Es gibt da diese Diskrepanzen, sie scheinen immer wieder auf an diesem Samstag im Kulturzentrum Trudering. Zum Beispiel diese: Wenn man die Menschen in München frage, wer diese Stadt regiert, sagt Oberbürgermeister Dieter Reiter, dann sei die Antwort in 60 Prozent der Fälle: die SPD. Und das, „obwohl wir nicht mehr die stärkste, auch nicht die zweitstärkste Fraktion sind“.
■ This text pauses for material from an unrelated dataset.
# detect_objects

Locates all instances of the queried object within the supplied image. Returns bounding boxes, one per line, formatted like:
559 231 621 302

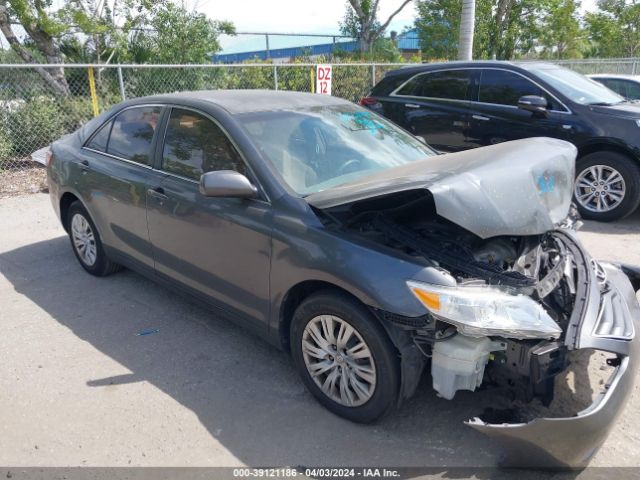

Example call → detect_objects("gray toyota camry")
48 91 640 466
Seit fünf Jahren müssen sich die Sozialdemokraten mit Platz drei im Stadtrat begnügen. Dass die Antwort oft trotzdem so ausfällt wie oben zitiert, das, so der OB, liege daran, „dass wir Verantwortung übernehmen“. Und dieses „wir“, so viel lässt sich immer wieder heraushören, könnte man auch übersetzen mit „ich“. Ja, sagt Reiter an anderer Stelle, man sei nur noch die drittstärkste Kraft – „aber einer muss es ja machen“. Das Kommunalwahlprogramm, das am Ende des Tages beschlossen wird, haben indes viele gemeinsam gemacht, es ist das Ergebnis eines monatelangen Beteiligungsprozesses.
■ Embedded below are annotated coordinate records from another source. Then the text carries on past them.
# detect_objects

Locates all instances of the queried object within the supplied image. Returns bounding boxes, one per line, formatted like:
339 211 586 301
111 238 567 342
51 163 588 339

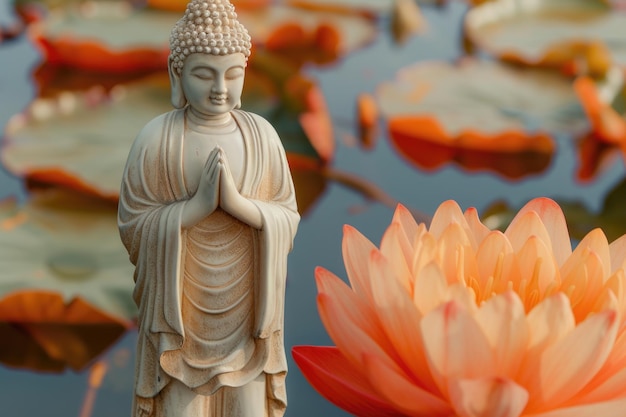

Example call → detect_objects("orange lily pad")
238 5 377 61
29 1 174 73
0 189 136 327
574 69 626 146
377 59 582 174
465 0 626 76
1 75 171 200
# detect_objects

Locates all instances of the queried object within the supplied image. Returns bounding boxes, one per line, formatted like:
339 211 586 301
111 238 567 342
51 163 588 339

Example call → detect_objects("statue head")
168 0 252 114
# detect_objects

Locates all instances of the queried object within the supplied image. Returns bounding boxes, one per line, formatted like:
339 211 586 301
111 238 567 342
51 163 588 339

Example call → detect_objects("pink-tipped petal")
476 230 520 300
476 291 530 378
365 356 452 417
370 251 436 391
315 268 392 372
374 223 413 295
609 235 626 274
341 225 376 301
517 235 561 309
528 310 619 411
420 299 496 395
291 346 397 417
464 207 491 245
428 200 476 248
449 378 528 417
437 223 478 284
391 204 419 242
413 262 448 315
506 197 572 265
Für den Oberbürgermeister hat dieser Ort eine besondere Bedeutung. Hier in Trudering hat seine Partei den damaligen Wirtschaftsreferenten am 12. Dezember 2011 zum OB-Kandidaten gekürt. Nervös sei er gewesen, erinnert sich Reiter, und dass ihm kurz vor seiner Rede sein Manuskript mit 30 bis 40 Seiten zu Boden gefallen sei, habe nicht gerade geholfen.